Mitsubishi Electric to double satellite component production capacity


With satellite services revenues having increased by 4% globally from 2014 to 2015, reaching US$127.4 billion, powered by continued growth in consumer satellite television, satellite broadband and Earth observation services, Tokyo-headquartered Mitsubishi Electric Corporation says that it has started constructing a facility that will double the satellite-component production capacity of its Kamakura Works, Sagami Factory in Sagamihara, Japan. The factory is Mitsubishi Electric's core production and testing site for solar array panels, structural panels and other satellite components. The new facility, which will commence production in October 2017, is expected to help the company continue growing its share of the global satellite market.

Mitsubishi Electric is one of the world's leading manufacturers of satellite components, structures made with advanced composite materials for the global market, enabling 50% lighter weight compared to steel and more than 30% for aluminium alloys.

The company says it has a rich history of providing global satellite manufacturers with solar array panels, structural panels and antennas produced at its Kamakura Works. Over the years, Mitsubishi Electric has developed a substantial share of this market.
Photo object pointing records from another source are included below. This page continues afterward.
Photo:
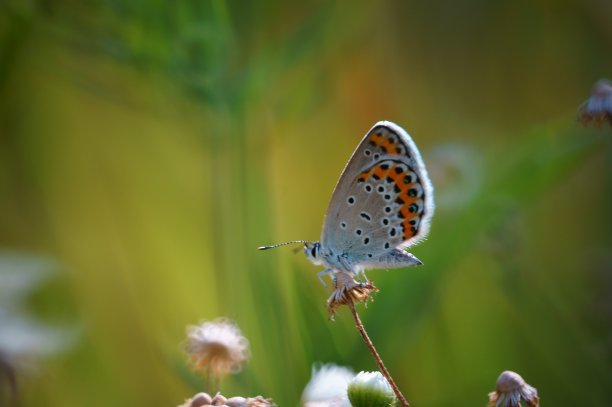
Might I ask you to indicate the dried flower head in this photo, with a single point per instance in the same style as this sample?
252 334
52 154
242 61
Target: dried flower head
327 386
598 108
347 291
371 389
510 390
216 347
205 400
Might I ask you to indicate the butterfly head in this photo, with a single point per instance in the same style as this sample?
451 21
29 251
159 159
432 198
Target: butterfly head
313 252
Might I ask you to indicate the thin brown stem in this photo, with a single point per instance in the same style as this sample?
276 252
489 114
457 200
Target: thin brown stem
375 354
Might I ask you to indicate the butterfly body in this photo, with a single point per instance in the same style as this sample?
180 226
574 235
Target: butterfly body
382 204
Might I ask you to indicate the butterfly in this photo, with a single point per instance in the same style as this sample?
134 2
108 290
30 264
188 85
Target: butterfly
382 204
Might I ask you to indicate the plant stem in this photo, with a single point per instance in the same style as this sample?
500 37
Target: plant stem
375 354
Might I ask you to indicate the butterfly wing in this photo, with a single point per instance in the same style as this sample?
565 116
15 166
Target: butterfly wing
383 199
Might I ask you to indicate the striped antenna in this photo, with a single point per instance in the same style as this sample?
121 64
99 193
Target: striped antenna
280 244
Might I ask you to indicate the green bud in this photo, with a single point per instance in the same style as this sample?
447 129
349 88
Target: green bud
370 389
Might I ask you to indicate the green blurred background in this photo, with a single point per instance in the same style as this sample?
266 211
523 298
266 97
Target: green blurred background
148 147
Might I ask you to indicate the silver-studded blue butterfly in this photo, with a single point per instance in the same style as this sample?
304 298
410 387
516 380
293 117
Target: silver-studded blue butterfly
382 204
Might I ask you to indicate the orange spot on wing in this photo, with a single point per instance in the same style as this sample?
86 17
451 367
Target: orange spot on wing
408 233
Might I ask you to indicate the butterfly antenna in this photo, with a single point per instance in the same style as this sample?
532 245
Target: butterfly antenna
280 244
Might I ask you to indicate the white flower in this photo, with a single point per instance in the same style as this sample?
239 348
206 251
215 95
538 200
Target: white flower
510 390
216 347
327 386
371 389
204 399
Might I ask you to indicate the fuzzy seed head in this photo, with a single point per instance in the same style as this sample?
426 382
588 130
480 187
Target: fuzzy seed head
216 347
The new facility will introduce a number of advanced manufacturing machines, such as high-precision machining equipment and automated welding machines, which will help the factory to double its production capacity. Existing machines currently dispersed throughout the factory will be concentrated in the new facility. The realisation of seamlessly integrated production processes ─ from component and panel production to final testing ─ and improved productivity through the application of information technology, will further increase production efficiency, shorten production time, reduce costs and elevate product quality, it says.
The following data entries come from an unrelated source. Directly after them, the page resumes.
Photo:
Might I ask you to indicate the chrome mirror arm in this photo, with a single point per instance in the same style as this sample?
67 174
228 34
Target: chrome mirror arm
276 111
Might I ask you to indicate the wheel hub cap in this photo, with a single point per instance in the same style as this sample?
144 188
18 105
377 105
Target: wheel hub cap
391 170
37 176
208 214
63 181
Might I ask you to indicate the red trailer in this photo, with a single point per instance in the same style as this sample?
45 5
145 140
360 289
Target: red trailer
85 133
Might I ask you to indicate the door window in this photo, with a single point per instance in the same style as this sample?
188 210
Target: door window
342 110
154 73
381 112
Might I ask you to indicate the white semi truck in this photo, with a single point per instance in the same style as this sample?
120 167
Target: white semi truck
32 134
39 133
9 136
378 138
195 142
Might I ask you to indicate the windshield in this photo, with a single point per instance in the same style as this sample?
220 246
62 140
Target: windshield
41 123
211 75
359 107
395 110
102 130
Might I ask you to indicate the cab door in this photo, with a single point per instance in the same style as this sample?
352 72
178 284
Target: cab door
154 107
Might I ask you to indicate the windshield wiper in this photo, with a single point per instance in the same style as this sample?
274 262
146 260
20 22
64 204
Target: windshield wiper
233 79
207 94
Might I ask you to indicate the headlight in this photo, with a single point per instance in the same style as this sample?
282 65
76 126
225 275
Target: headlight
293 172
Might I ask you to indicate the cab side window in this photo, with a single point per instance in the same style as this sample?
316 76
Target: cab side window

Mitsubishi Electric says it has participated in the production of more than 500 domestic and international satellites as either the prime contractor or a major subcontractor. In 2000, it became the first Japanese manufacturer capable of developing, designing, assembling and testing satellites at a single location. The company's Kamakura Works is equipped with one of Japan's largest thermal vacuum testing chambers, an acoustic test chamber and an antenna test range. To date, the works has produced 18 satellites, as well as electronic modules for the Japanese-driven H-II Transfer Vehicle (HTV), which is used for automated cargo resupply in outer space.
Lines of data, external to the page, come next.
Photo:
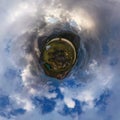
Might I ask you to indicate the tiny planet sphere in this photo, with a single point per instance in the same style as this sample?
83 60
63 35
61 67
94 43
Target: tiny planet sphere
58 54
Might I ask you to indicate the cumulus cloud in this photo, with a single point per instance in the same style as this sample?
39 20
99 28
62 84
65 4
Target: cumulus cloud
88 94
Mitsubishi Electric strengthened its presence in the global satellite market when it was selected to supply the TURKSAT-4A and TURKSAT-4B satellites to Turkey's Turksat A.S. in March 2011. The two satellites incorporate Mitsubishi Electric's DS2000 satellite platform, which facilitates the delivery of highly reliable satellites at reasonable costs. In May 2011, Mitsubishi Electric successfully delivered its ST-2 communications satellite into geostationary orbit for a joint venture between Singapore Telecommunications Limited and Taiwan-based Chunghwa Telecom Company Limited. In 2014, the company was awarded a contract to deliver the Es'hail 2 communications satellite to operator Qatar Satellite Company (Es'hailSat).